Представьте себе обозрение за год, озаглавленное "Литературная сточная канава за 186…", наши так называемые литературные собрания, наше пустословие, дрязги, весь наш вздорный, сумасшедший мир, чернильную муть, ад, но без его величия, мир, где душат, потрошат, грабят друг друга, где куда больше, чем в буржуазной среде, говорят о наживе и грошах, что не мешает умирать там с голоду чаще, чем где бы то ни было, все наши подлости, все наши гнойники. Вот старый барон Т… де ла Томбола в васильковом фраке ковыляет в Тюильри и стоит там с протянутой рукой. Вот наши покойники за весь год, помпезные похороны, официальное надгробное слово, каждый раз одно и то же: "Дорогой, незабвенный друг! Бедный дорогой наш друг!" И это слово над гробом несчастного, за могилу которого не желают заплатить. Вот те, что покончили с собой, вот те, что сошли с ума, - вообразите себе все это, рассказанное со всеми подробностями, с выразительными жестами талантливым карикатуристом, и тогда вы получите представление об импровизации Биксиу.

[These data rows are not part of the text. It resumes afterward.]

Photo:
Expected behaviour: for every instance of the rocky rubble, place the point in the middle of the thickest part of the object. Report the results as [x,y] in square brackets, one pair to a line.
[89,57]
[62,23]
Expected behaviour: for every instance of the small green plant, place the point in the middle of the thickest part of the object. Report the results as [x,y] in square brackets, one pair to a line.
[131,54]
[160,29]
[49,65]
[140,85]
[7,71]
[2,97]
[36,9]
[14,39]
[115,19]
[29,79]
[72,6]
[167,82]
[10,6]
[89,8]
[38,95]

Произнеся тост и осушив стакан, он спросил меня, который час, и ушел с злым видом, не попрощавшись… Не знаю, как подействовал его сегодняшний визит на швейцаров г-на Дюрюи; знаю только, что никогда за всю мою жизнь не было мне так тоскливо, так не по себе, как после ухода этого страшного слепца. На чернильницу тошно было глядеть, перо внушало ужас. Хотелось уйти подальше, убежать, увидеть деревья, подышать их свежестью… Господи, сколько ненависти! Сколько желчи! Какая потребность все оплевать, испакостить! Ах, какой дрянной человек!..
И я в бешенстве шагал по комнате, все еще слыша презрительный смешок, с которым он говорил о своей дочке.